Und er muss es wissen, immerhin ist er Mitglied der Schweizer Fussball-Nationalmannschaft der Winzer, die an der Europameisterschaft in Budapest Anfang Juli den sehr guten vierten Platz belegt hat.

Spass und Austausch

Die Schweiz hat zum ersten Mal an dem nur wenig bekannten Turnier der Winzer, dem jedoch UEFA-Präsident, Michel Platini, persönlich Pate stand, mitgemacht. «Uns war vor allem Spass und Austausch mit anderen Winzern wichtig», erklärt Nauer, der in Budapest als Mittelfeldspieler für die Schweiz im Einsatz war.

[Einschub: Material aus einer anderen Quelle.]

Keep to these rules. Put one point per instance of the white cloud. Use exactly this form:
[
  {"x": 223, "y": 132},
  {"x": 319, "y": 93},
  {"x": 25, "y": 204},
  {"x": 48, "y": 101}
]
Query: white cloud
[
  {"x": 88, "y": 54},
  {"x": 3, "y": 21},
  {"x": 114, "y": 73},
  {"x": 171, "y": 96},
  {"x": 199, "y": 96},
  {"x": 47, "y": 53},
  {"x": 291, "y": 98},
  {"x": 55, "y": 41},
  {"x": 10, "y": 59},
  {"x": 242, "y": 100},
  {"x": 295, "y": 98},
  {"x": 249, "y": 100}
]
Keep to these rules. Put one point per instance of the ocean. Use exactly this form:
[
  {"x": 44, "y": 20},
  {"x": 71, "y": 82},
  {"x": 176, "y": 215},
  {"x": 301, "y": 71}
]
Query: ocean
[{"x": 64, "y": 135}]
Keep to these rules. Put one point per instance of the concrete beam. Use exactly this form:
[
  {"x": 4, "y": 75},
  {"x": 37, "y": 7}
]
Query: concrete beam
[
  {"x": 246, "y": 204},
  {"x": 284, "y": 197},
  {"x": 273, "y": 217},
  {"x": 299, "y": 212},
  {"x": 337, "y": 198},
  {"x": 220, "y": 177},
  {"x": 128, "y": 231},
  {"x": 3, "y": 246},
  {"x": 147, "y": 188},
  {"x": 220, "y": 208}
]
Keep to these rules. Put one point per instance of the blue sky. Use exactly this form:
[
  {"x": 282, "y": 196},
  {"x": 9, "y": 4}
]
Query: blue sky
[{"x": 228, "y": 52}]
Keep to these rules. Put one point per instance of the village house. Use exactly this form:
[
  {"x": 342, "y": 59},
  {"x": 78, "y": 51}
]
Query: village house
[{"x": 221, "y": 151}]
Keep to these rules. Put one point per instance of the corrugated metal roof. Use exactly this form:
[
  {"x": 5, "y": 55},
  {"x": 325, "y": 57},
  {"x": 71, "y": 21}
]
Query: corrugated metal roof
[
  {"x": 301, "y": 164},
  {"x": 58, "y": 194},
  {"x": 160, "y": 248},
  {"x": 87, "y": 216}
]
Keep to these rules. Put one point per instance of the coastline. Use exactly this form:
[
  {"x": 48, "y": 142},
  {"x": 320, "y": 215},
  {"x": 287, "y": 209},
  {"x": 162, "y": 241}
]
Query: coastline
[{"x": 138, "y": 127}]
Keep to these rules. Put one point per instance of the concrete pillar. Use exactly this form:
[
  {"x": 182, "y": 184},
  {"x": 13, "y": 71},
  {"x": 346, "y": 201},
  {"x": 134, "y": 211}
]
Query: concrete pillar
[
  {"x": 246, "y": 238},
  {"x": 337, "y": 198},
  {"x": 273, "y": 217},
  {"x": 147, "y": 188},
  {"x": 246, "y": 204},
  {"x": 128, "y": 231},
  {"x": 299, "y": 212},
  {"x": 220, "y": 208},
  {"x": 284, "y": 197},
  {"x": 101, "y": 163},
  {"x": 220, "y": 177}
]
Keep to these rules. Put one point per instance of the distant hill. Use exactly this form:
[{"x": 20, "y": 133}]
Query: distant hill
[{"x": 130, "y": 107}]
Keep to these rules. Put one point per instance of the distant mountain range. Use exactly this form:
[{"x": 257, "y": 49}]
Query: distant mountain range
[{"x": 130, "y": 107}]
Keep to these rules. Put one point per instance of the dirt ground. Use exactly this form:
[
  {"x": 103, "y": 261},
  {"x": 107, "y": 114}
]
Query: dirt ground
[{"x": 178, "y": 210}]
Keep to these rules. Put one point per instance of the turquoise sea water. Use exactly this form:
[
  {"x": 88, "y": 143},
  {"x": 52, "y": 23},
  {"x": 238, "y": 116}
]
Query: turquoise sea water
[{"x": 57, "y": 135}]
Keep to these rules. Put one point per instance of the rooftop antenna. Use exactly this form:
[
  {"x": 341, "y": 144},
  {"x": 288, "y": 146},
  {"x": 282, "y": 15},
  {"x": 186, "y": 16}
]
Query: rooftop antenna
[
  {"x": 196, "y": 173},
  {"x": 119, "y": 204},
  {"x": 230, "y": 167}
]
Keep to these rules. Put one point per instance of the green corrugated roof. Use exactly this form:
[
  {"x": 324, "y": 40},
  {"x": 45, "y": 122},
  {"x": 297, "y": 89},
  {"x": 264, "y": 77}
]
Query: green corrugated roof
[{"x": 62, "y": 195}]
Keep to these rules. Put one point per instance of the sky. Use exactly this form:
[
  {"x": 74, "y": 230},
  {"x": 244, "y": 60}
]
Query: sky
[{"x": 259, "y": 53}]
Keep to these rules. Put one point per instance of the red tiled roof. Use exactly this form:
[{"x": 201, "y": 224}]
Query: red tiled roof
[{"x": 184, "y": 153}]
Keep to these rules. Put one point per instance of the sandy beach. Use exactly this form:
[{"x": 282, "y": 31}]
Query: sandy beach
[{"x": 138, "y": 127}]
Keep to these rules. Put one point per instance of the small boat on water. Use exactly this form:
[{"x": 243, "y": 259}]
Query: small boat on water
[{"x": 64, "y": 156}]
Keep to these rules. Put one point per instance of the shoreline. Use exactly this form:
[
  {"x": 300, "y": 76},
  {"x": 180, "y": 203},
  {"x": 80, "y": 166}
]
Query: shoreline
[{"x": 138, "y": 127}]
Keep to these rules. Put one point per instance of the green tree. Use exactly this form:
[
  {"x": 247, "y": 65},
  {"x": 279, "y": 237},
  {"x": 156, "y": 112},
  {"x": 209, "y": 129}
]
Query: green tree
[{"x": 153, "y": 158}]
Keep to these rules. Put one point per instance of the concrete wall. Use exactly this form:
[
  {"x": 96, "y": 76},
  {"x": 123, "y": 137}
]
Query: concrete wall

Ihre Gegner waren Ungarn, Italien, Österreich, Deutschland und der neue Europameister Slowenien. Diese Teams hatten teilweise eine andere Philosophie als die Schweizer: «Bei uns ist kein aktiver Fussballer dabei, sondern alles Vertreter von Weinhäusern, die in den letzten Jahren mit Preisen ausgezeichnet worden sind. Bei anderen Ländern haben teilweise aktive Fussballer oder Junioren gespielt, die mit Wein überhaupt nichts am Hut haben», lacht Nauer. «Darum sind wir schon etwas stolz auf unseren vierten Platz.» Die Schweiz wurde von Winzern, die gerade mal zwei Hektaren bepflanzen, bis zu Mitgliedern grosser Weinhäuser vertreten.

2015 in der Schweiz

Im Rahmenprogramm waren länderspezifische Abende vorgesehen, in denen die jeweiligen Nationalmannschaften ihre Weine vorstellen konnten. «Bei uns gab es Raclette, und dazu brachte jeder Spieler zwei Flaschen seines Weins mit.» Daneben durften natürlich Führungen durch ungarische Weinkeller nicht fehlen.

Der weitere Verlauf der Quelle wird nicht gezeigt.